Florida's inmate population is a potential gold mine of information on unsolved crimes, and state officials hope to tap in to it.
Starting July 1, a new anonymous tipline will give the state's 100,356 prisoners an opportunity to report information on unsolved crimes and may even have a chance to earn a reward.
"There is a wealth of information here and we've created a mechanism to capture it," said Ken Tucker, Secretary of the Department of Corrections. "We owe it to the public and the victims to collaborate."
The Florida Department of Corrections teamed up with CrimeWatch to create the equivalent of the anonymous tipline citizens use to report information on crimes.
In Central Florida, the anonymous tipline Crimeline has helped solve numerous crimes including the April shooting and burning deaths of Winter Park High School students 16-year-old Nicholas Presha and 18-year-old Jeremy Stewart.
State corrections employees will use posters to announce the new tipine and have created a video about the program that all incoming prisoners will be required to watch at the start of his or her prison sentence, Tucker said.
The program will be available in state correctional facilities, but not in county jails, Tucker said.

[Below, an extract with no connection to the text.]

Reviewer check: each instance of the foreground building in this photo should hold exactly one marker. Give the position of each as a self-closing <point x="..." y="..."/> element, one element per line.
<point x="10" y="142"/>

The new initiative is three-prong and will also include outreach to people who are on probation and the community.
The Department of Corrections has created a top 10 fugitives list that includes five escapees and five people who have skipped out on probation and a new toll-free number for tips. Billboards around the state will have information about the men on the top 10 list.
"This is hugely successful in Texas," said Crimeline director Barb Bergin. "They are capturing people left and right."
Bergin hopes Florida will see similar results.
Probation officers around the state will give information about the tipline programs to the felons they supervise. Citizens can also give tips about the fugitives at 1-888-951-2411.